Cônsul-geral adjunto do Brasil no Paraguai, Afonso Nery é quem acompanha de perto o caso envolvendo Ronaldinho Gaúcho desde a prisão do craque e de seu irmão Roberto Assis em 6 de março.
Os dois apresentaram passaportes falsos na chegada ao país dois dias antes, ficaram detidos por 32 dias na Agrupación Especializada (cárcere de alta segurança em Assunção) e desde o último 7 de abril estão no hotel Palmaroga após conseguirem prisão domiciliar.
Afonso Nery os visitou na última sexta-feira e contou à ESPN sua visão sobre o caso.
“Fui lá 2h da tarde, e a gente ficou conversando com ele até 5h da tarde. Tanto ele quanto Roberto se sentem melhor, o hotel está vazio por causa da forte quarentena imposta pelo governo paraguaio. Ainda assim está privado de liberdade, tem só um policial que fica na recepção do hotel, dez funcionários seguem trabalhando (camareira, limpeza, restaurante, bar) por eles. Foi simpático”, disse o cônsul-geral adjunto.
“É lamentável o que está acontecendo, porque coincide a prisão dele com essa pandemia, então o Paraguai está fechado, todos os órgãos públicos estão sem funcionar, isso atrapalha muito a vida deles.”

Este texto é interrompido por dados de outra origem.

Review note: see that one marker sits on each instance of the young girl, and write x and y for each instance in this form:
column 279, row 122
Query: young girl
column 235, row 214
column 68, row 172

“O advogado do Brasil (Sergio Queiroz) está aqui, mas foi contratada uma banca de advogados do Paraguai para ajudá-lo. Está difícil, porque a senhora que é culpada de tudo isso, a que os presenteou, está foragida”, afirmou Afonso Nery, citando a empresária Dalia López, responsável por levar os irmãos Assis ao país e também pela entrega dos documentos adulterados.
O diplomata lembra que o duas vezes melhor do mundo possui passaporte espanhol pelo tempo que atuou e morou em Barcelona. Por isso, afirma: “E ele, na pura inocência e ingenuidade, mesmo com 40 anos de idade, aceitou e utilizou esse passaporte. Ele conseguiu ser inocente, ingênuo, nesse caso. Passaportes em que estão escritos ‘paraguaios naturalizados’”.
Na visão do representante do Itamaraty, a entrega dos passaportes seria um “presente” de Dalia López a Ronaldinho e Assis.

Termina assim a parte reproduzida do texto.